Изредка, на мгновения, эта дикая пытка огнем и кипятком заканчивалась, и в крошечные промежутки кто-то невидимый, но очень душевный выливал прямо на голову Ване чан ледяной воды. Раскаленное тело, шипя, впитывало влагу, заполнялось до отказа, до барабанной натянутости морозной жидкостью, в которой дробились острые осколки стеклянного льда. Становилось хорошо-хорошо, вольно и прохладно, хотелось свернуться калачиком и наконец отдохнуть, заснув надолго, а может, и навсегда. Но острые злые льдинки вдруг принимались бестолково и шустро двигаться, больно и безжалостно кололись, буравя кожу и выстреливая сквозь нее, искромсанную, наружу. И тогда Ваня становился большим взъерошенным ежом, неприступным и опасным. Как Мотя, который жил у бабушки под крыльцом. Попробуй тронь! Шипит, как змея, а иголки — что крошево тонкого лезвия, раздавленного каменным каблуком.
И все же игольчатый панцирь дал чувство защищенности и покоя. Отогнал жару и загасил пламя. Даже кипяток в чане стремительно остыл, и вдруг — этого Ваня никак не ожидал — вода стала растекаться по телу, заковывая кожу в плотную стылую оболочку льда. Руки-ноги налились тяжестью и неподвижностью, а та жидкость, что успела попасть внутрь, схватилась прочным прозрачным столбом. Будто Ване внутрь засунули громадную сосульку.
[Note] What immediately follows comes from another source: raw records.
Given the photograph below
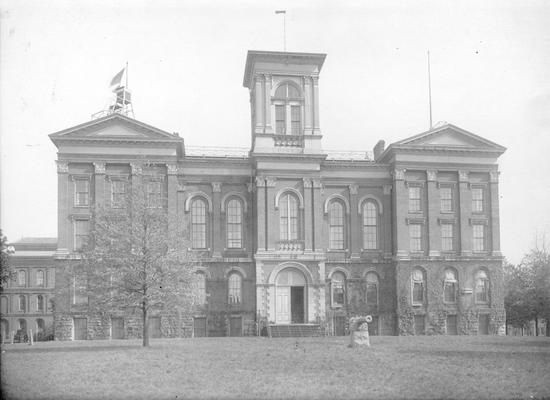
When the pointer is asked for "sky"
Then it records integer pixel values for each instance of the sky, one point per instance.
(490, 69)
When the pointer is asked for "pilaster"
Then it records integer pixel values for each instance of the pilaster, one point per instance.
(495, 219)
(356, 242)
(308, 215)
(434, 246)
(217, 246)
(63, 198)
(465, 210)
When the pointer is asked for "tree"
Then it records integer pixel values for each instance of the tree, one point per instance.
(6, 272)
(136, 260)
(528, 289)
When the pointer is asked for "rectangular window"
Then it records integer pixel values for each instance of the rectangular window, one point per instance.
(154, 190)
(81, 233)
(447, 238)
(479, 237)
(477, 199)
(280, 119)
(295, 120)
(118, 193)
(414, 199)
(446, 197)
(81, 192)
(415, 235)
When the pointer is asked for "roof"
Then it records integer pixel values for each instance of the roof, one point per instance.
(283, 57)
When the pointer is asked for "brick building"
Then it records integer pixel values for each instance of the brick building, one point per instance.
(295, 236)
(27, 301)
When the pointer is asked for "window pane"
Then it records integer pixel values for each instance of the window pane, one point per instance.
(295, 119)
(198, 224)
(414, 199)
(446, 196)
(234, 224)
(280, 119)
(234, 289)
(370, 226)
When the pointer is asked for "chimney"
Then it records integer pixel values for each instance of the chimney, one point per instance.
(378, 149)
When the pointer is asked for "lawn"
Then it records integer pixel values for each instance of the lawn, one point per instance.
(458, 367)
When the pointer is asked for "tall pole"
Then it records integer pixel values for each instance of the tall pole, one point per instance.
(430, 89)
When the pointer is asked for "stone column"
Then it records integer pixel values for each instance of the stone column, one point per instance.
(217, 245)
(308, 215)
(318, 213)
(316, 126)
(401, 206)
(495, 219)
(258, 96)
(434, 242)
(261, 213)
(272, 222)
(63, 202)
(99, 183)
(465, 210)
(308, 106)
(385, 239)
(172, 197)
(267, 106)
(356, 239)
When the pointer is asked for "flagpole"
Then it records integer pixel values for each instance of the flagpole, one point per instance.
(430, 89)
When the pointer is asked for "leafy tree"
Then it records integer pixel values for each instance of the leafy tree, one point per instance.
(6, 272)
(136, 260)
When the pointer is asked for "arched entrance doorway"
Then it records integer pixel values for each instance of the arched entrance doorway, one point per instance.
(290, 307)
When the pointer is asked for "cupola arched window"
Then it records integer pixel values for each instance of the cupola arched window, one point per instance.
(288, 110)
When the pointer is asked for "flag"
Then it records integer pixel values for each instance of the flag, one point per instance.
(117, 78)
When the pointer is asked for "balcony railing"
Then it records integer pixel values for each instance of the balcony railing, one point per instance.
(289, 140)
(290, 245)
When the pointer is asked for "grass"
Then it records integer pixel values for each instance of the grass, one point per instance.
(459, 367)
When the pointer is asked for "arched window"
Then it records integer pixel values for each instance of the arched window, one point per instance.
(481, 287)
(234, 224)
(418, 287)
(21, 278)
(370, 225)
(39, 278)
(372, 289)
(201, 288)
(288, 110)
(235, 288)
(40, 303)
(198, 223)
(288, 211)
(338, 289)
(336, 225)
(22, 303)
(450, 286)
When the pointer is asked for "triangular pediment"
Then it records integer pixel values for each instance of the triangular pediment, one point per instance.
(114, 127)
(449, 136)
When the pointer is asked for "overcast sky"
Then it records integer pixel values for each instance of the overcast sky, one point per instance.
(490, 63)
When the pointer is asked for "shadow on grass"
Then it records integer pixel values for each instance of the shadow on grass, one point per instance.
(71, 349)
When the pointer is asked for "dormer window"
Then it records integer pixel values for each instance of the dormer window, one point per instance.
(288, 110)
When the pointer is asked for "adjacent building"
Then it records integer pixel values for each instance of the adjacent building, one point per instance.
(294, 238)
Сосулька немедленно принялась пускать отростки, как дерево, они выходили из тела корявыми обледками, пара минут — и сам Ваня превратился в рогатую пугающую льдину, свисавшую по весне с крыши соседнего флигеля.
Пришли какие-то люди в оранжевых робах и принялись гулко и больно сбивать эту нависшую над тротуаром страшную глыбищу, не понимая, что там человек и что ему очень больно. Тело противилось ударам топоров и ломов, отчаянно вибрировало и тряслось, и Ваня подпрыгивал на вонючем мокром диване, как резиновая беспомощная кукла-пищалка, которую проткнули гвоздем. Подскочив на пружинах в очередной раз, Ваня увидел мать. Она стояла отдельно от всех, сама по себе, вдалеке, на крыльце бабушкиного дома в Карежме, как большой апельсин, потому что была одета тоже в оранжевую робу. Рядом прыгал на поводке и радостно подтявкивал верный Бимка. Собачий хвост преданно дрожал от нетерпения и быстро-быстро чертил на апельсине короткие дуги.
— Ванечка, Ваня, сыночек, отзовись, — слезно просила мать куда-то в пустоту. Туда, где никакого Вани не было. — Сыночка…
С матерью встречаться не хотелось. Ваня терпеть не мог, когда она начинала вот так, гундосо и плаксиво, выкликать его имя. Будто он маленький и не может за себя постоять. Будто ему кто-то угрожает. Бимка, конечно, учуял внутри сосульки хозяина и теперь, визгливо скуля, оголтело рвался с поводка. Ясное дело, чтобы отогнать оранжевых тупорылых обидчиков и помочь Ване. Вот! Бимка сейчас разлижет этот ненавистный ледяной панцирь и вызволит Ваню из плена. И они пойдут домой. И мать перестанет плакать.